La revendication 1 du brevet 502 allègue deux couches : 1) une couche d’appauvrissement plus profonde et plus épaisse que 2) la couche d’oxyde native :
1. Un processus de fabrication par atomisation de poudres métalliques réactives comprenant :
…
(d) dans lequel ladite couche de surface comprend une première couche et une deuxième couche, ladite première couche composée d’atomes de ladite source de métal réactif chauffé avec des atomes et/ou des molécules d’au moins un gaz additif, ladite première couche étant une couche d’appauvrissement plus profonde et plus épaisse que ladite deuxième couche, ladite deuxième couche étant une couche d’oxyde natif,
La revendication 1 du brevet 236 allègue un procédé de formation d’une « couche d’appauvrissement » :
1. Un processus de fabrication par atomisation de poudres métalliques réactives comprenant : a) l’atomisation d’une source de métal réactif chauffé pour produire une poudre de métal réactif brute chauffée, dans laquelle b) l’atomisation de la source de métal réactif chauffé comprend à mettre en contact ladite source de métal réactif chauffé avec un mélange composé d’un gaz d’atomisation et un gaz additif, où le gaz d’atomisation est à une température plus élevée que la source de métal réactif chauffé, et c) la formation, avec ledit gaz additif, d’une couche d’appauvrissement comprenant un composant du gaz additif sur les particules de la poudre de métal réactif brute…
Les revendications visant des systèmes du brevet 236 revendiquent des systèmes d’atomisation avec divers composants pour contrôler la formation d’une couche d’appauvrissement qui comprend un composant du gaz additif.

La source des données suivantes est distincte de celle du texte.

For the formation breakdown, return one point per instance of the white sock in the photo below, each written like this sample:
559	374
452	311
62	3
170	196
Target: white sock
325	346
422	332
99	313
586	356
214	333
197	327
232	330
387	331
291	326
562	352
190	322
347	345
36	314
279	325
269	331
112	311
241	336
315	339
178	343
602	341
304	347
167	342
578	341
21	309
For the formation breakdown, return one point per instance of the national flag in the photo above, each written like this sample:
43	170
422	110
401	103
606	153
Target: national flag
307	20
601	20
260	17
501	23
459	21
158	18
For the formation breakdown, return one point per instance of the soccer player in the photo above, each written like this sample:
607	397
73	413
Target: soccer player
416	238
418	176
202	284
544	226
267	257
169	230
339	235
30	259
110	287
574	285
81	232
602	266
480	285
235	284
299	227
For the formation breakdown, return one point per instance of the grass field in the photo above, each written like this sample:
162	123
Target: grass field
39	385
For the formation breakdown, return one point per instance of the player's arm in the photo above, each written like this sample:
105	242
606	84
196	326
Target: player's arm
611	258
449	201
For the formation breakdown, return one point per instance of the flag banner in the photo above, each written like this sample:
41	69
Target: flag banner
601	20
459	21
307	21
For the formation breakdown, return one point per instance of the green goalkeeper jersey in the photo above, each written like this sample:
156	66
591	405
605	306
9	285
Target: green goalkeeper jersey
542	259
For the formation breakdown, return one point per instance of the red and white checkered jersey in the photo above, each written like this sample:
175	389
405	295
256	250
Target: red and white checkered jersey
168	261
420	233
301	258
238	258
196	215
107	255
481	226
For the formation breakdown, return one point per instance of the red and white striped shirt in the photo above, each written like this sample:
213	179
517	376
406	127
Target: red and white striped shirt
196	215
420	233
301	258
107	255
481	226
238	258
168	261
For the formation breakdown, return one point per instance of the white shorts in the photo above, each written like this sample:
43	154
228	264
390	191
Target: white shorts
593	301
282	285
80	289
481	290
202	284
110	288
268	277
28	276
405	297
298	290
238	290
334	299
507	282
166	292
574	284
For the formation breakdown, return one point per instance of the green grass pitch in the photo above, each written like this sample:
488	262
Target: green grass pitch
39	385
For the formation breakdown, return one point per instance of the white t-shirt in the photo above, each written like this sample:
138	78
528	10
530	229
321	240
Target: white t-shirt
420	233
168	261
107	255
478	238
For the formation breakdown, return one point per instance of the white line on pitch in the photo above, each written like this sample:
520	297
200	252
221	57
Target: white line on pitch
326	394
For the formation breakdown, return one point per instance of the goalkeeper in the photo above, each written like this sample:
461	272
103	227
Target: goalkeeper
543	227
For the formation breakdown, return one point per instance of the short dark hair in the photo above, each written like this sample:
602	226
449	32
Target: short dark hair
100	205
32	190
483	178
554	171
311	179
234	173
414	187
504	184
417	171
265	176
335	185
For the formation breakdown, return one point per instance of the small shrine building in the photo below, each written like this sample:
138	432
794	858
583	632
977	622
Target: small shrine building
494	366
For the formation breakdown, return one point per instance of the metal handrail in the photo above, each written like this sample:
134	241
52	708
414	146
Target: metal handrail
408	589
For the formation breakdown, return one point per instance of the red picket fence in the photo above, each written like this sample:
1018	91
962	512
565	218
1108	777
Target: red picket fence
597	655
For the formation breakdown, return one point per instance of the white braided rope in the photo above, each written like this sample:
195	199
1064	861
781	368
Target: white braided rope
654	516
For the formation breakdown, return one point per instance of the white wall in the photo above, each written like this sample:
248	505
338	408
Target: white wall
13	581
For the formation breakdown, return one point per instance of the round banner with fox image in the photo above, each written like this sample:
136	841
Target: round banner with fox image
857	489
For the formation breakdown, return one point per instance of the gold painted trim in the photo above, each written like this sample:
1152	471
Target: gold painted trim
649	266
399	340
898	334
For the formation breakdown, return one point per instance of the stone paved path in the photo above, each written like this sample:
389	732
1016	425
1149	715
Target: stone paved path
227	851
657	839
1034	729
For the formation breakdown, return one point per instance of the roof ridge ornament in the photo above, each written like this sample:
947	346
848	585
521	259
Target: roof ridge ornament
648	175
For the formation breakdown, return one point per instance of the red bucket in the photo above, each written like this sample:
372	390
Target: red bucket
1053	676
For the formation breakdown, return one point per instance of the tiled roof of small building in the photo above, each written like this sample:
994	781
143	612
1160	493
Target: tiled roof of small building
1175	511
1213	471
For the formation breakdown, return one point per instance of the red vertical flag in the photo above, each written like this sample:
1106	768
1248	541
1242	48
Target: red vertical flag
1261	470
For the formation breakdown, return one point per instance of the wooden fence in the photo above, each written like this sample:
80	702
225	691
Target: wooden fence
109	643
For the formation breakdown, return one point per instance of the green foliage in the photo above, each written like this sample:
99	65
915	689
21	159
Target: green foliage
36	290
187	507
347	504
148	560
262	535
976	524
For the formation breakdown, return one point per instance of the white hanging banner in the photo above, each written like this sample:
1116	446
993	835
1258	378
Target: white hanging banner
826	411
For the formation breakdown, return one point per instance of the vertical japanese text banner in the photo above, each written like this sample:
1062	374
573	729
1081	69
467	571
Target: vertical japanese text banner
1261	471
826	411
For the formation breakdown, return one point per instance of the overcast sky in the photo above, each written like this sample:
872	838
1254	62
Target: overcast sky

Interprétation des revendications
Les parties ne s’entendaient pas sur la façon dont la personne versée dans l’art comprendrait les termes « première couche » et « couche d’appauvrissement ». Le juge McHaffie a conclu que le terme « couche d’appauvrissement » dans la revendication 1 du brevet 502 n’est pas un terme technique, mais un « terme de brevet ».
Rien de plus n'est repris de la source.